The only party I had at home was around the same year: some children from our street were invited with their mothers and we ate egg-and-tomato sandwiches. We had a huge brown earthenware teapot which had a handle above the spout when full, it would have been impossible to hold upright with the regular handle alone. Mam had never actually used it before and put far too much tea in (someone observed that it was like Spanish tea). A game of Ring o Roses was suggested and the mothers joined hands with us kids, but none of them wanted to sing, so it all descended into frustration.

Oh, just play among yourselves. Here, eat some bullets!

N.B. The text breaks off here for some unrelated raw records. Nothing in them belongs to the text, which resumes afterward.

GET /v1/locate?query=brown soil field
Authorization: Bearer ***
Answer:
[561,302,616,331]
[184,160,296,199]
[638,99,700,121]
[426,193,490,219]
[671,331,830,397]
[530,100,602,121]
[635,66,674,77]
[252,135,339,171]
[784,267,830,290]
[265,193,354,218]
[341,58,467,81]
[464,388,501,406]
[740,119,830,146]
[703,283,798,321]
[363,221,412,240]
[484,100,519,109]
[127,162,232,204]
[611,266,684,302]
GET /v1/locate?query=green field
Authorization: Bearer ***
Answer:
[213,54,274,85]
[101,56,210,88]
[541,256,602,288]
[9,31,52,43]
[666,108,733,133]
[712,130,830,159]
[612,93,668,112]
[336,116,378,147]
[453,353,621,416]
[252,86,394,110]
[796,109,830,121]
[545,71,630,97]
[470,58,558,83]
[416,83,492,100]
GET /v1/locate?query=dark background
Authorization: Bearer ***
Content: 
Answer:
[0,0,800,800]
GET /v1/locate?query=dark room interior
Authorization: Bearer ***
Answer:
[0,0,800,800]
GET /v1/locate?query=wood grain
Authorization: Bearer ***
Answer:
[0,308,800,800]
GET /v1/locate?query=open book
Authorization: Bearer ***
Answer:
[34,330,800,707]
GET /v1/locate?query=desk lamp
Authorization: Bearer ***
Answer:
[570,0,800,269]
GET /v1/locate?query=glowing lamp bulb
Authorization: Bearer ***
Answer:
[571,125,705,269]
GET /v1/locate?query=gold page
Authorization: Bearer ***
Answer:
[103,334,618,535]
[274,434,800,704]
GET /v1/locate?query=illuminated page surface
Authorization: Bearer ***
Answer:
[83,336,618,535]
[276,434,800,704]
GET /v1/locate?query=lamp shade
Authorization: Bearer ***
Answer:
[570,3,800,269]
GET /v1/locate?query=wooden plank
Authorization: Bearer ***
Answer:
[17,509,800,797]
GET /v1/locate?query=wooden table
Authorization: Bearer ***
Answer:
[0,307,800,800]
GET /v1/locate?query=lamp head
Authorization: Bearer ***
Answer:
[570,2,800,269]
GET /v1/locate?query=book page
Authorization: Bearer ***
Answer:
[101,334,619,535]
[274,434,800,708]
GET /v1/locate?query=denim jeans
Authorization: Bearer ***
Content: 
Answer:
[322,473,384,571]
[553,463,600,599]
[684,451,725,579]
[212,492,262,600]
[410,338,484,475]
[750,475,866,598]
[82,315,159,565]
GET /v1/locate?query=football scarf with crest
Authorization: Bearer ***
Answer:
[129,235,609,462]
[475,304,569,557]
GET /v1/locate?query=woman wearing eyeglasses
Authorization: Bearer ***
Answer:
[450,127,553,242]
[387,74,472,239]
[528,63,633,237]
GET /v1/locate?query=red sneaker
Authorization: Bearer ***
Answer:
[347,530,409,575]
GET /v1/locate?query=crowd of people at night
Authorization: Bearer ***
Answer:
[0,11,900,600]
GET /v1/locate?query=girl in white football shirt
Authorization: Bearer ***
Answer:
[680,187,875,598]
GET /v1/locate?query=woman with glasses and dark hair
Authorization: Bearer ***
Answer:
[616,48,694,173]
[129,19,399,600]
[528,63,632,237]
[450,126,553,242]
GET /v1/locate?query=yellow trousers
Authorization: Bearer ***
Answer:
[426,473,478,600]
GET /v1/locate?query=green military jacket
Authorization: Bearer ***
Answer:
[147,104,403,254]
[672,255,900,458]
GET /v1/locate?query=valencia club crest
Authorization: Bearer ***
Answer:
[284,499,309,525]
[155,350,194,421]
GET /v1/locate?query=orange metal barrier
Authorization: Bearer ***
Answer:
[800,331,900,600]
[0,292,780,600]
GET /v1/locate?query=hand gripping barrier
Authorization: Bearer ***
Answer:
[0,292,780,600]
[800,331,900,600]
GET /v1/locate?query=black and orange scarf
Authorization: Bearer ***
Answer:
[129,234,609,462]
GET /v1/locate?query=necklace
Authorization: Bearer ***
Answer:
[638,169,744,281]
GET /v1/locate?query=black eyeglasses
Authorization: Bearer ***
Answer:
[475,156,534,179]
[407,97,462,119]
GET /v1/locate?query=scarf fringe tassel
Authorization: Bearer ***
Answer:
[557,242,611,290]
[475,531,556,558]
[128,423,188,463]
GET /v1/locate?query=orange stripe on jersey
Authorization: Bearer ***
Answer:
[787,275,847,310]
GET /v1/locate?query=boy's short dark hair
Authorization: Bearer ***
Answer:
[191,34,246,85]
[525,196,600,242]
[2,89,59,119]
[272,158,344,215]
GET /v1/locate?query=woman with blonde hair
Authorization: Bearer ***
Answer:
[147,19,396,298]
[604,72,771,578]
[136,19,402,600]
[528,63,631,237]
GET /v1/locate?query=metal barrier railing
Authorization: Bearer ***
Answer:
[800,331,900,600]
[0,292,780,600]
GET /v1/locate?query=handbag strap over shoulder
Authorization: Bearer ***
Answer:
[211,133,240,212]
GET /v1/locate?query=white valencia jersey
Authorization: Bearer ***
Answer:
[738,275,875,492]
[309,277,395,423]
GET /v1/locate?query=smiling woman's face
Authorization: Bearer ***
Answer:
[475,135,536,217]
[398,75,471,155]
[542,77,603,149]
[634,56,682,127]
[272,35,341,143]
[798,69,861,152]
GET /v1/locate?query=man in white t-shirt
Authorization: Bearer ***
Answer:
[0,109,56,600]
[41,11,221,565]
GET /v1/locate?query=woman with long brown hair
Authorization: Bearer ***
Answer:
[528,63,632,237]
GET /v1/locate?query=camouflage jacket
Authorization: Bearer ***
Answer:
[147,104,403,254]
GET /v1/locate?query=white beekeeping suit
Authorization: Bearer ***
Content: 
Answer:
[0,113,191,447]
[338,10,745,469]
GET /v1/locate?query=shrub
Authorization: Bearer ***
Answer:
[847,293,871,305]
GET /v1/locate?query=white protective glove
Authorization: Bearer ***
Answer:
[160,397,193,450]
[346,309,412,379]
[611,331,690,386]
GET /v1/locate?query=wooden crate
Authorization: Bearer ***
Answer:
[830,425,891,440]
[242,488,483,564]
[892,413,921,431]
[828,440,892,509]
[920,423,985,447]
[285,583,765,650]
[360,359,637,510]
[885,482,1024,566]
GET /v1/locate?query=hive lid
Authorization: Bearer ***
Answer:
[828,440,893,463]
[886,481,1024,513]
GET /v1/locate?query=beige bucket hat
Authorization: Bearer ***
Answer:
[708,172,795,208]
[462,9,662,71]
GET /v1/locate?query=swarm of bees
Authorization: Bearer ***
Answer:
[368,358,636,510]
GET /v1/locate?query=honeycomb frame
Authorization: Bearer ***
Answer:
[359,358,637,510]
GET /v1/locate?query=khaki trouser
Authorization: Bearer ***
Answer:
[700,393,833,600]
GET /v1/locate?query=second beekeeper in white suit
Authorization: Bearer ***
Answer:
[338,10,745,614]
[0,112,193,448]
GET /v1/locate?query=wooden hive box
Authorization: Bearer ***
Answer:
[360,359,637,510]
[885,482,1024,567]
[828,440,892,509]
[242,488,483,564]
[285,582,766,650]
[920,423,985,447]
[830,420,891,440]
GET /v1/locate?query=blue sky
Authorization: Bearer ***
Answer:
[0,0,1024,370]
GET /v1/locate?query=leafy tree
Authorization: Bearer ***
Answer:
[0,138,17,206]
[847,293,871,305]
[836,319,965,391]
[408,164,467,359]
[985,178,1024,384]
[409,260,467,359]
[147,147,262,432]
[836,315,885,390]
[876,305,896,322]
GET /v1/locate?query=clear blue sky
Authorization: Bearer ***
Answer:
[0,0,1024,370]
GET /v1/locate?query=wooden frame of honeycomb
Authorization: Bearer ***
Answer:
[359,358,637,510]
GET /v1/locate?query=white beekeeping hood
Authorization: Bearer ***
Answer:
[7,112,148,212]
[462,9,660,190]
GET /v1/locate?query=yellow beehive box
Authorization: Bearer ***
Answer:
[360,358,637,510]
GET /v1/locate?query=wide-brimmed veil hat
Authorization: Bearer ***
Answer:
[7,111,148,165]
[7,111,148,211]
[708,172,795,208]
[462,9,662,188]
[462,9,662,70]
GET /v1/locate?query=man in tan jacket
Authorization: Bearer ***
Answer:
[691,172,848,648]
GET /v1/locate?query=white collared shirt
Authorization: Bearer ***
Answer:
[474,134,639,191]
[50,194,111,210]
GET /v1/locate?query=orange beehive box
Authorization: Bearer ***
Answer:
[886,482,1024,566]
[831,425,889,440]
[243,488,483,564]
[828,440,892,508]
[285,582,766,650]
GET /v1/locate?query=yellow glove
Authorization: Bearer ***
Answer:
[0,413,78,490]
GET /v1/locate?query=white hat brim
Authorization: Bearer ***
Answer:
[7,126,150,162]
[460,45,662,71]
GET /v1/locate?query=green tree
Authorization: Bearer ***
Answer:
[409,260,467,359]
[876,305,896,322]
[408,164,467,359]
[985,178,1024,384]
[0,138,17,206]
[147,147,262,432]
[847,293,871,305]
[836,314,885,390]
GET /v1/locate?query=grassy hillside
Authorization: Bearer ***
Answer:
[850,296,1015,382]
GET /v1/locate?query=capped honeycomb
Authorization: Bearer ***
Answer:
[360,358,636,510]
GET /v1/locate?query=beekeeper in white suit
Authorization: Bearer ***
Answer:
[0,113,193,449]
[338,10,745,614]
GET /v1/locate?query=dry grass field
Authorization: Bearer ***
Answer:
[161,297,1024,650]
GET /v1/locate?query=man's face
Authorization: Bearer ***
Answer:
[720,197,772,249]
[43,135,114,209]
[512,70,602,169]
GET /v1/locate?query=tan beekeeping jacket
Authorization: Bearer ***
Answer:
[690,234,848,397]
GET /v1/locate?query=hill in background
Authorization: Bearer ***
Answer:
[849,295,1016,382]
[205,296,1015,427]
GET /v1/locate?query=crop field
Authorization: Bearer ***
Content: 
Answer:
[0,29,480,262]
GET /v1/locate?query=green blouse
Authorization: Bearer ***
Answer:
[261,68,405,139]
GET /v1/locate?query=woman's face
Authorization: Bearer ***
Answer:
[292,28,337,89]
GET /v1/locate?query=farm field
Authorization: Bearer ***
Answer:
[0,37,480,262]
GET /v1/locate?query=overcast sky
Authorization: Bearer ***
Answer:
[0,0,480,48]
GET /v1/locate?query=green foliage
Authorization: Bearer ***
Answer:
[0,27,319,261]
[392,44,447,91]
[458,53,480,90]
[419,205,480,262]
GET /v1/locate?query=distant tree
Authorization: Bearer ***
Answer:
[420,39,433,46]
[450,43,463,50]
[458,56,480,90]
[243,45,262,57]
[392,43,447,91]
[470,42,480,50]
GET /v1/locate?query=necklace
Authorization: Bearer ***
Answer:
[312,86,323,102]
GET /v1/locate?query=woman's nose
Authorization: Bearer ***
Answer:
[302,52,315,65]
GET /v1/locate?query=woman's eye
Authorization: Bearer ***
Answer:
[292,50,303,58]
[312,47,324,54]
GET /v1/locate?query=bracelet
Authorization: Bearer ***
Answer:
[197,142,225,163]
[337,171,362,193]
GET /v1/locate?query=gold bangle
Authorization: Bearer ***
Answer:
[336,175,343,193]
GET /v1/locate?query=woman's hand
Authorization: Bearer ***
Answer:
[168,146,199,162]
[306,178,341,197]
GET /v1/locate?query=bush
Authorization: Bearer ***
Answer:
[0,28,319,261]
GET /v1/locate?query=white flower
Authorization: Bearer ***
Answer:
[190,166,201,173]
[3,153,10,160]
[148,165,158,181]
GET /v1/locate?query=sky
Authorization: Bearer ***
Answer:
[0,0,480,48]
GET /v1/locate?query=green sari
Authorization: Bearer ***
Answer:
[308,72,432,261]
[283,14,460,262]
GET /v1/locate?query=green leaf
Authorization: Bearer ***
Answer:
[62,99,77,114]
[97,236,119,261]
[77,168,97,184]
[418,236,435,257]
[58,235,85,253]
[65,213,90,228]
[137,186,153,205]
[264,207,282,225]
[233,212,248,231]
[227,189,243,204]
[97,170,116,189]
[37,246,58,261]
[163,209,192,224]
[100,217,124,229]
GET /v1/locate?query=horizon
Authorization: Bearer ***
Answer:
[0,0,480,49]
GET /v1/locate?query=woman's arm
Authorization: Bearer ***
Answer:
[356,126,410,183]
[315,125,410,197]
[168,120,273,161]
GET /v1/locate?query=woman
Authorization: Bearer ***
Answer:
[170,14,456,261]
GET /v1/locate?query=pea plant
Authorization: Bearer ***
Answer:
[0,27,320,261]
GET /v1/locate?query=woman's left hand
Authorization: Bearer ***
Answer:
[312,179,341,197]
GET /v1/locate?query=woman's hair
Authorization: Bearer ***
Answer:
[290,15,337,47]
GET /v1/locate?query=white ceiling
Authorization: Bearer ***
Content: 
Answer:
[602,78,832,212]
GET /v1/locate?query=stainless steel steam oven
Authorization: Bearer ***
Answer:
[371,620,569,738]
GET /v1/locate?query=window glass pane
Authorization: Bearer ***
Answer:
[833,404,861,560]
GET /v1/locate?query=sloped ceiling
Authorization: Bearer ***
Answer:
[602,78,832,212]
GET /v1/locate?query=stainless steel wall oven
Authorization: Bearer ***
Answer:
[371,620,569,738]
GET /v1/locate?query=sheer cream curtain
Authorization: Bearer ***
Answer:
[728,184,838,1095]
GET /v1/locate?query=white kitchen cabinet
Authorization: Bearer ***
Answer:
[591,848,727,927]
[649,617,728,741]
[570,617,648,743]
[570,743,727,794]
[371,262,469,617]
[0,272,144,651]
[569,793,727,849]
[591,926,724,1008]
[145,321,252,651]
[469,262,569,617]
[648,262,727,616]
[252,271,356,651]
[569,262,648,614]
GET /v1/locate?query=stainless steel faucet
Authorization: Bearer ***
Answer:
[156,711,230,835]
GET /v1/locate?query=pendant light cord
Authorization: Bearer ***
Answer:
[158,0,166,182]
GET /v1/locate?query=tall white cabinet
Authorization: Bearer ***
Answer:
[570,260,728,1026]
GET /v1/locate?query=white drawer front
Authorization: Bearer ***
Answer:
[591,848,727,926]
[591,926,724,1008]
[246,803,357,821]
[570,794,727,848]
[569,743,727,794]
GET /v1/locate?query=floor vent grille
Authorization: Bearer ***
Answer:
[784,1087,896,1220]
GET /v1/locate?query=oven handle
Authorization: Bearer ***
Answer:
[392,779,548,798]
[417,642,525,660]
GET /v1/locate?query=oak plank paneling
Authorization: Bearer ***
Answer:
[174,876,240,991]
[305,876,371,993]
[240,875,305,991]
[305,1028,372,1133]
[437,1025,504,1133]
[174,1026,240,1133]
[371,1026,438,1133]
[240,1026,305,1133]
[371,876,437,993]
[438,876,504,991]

A friend of mine, Mary, came to live in the area from Scotland when she was seven years of age. After being at the school for just one week, she came home crying.

Mammy, theres a girl in my class has got a gun.

Have you seen it? her mother asked.

No, but she keeps asking me if I have any bullets.

Bullets was a north-eastern term for sweets in general. The Black Bullet, a popular minty-tasting confection shaped like little balls, probably started this adaptation. There were many children who were bitterly disappointed while waiting for a parent to return from a first day making bullets at Vickers armament factory, only to be informed they were made of metal, not candy.

Derelict houses were a magnet for us kids, no safety fencing or blocked-off entrances. We dared each other to go upstairs and walk around the skirting boards of rooms with massive holes in the middle of the floor and blown bricks staring up at us. An old church on the corner of a street was under compulsory purchase. Huge oak doors hung off their hinges and when we ventured inside, most of the flooring on the far side was caved in. On further inspection, we saw there was a flood of water underneath someone must have been in for the copper piping.

I have no memory of Nana, but Mam said that she had infinite patience with me, putting my bootees on when I kept pulling them off. Every Sunday, she attended St Aidans Church and enjoyed voluntary work. My grandfather Charles died in 1940. He had moved to Newcastle in 1904 from Falmouth, where he had been a mariner, so he slotted right into working on ships at Vickers-Armstrong engineering works.

Many of the pubs on the Scotswood Road were named after machinery or armament from the factories: The Gun, The Hydraulic Crane, The Rifle, The Forge Hammer and The Mechanics, etc. I loved listening to my Uncle Toms stories. He remembered that Grandad rigged a bracket on the wall in the backyard to make nets and tents to sell for extra money. More than likely, the materials were gathered from the workplace. All of the homes in the area were painted grey, dark green or brown battleship colours.

I enjoyed listening to tales of local characters. There was the rat catcher who called in at the pubs, went into the cellars and placed a lantern with a kipper over the top. He hid in the corner until the rat came sniffing, then grabbed it with his bare hands and chucked it in a hessian sack. The charge to the publican was 4d (2p) for a little rat and 6d (3p) for a large one. If the payment wasnt given, the catcher tipped them all out onto the bar counter Here then, have your rats back! Sure enough, this would clear the place.

A neighbour had worked in many jobs but took a job in pest control for a while. Folks went past and said, There goes the rat catcher. Everyone knew him because many people had need of his services in shops, homes and pubs. There were rats in the Co-op, anywhere where there was food. Hundreds of rats ran along the Quayside. A team of eight men laid traps and left them to do their work. Nobody bothered them, people pointed, Theyre in there and then went away. They all said they could never do that job, especially in the cattle market near the river. There was so much blood running among the cobbles, the rats swarmed everywhere. I was shocked when my neighbour told me that sometimes the rats ran up his trouser legs. He had seen bulls being led by herdsmen using sticks to chase them along and joked, At least the bulls didnt run up my trouser leg!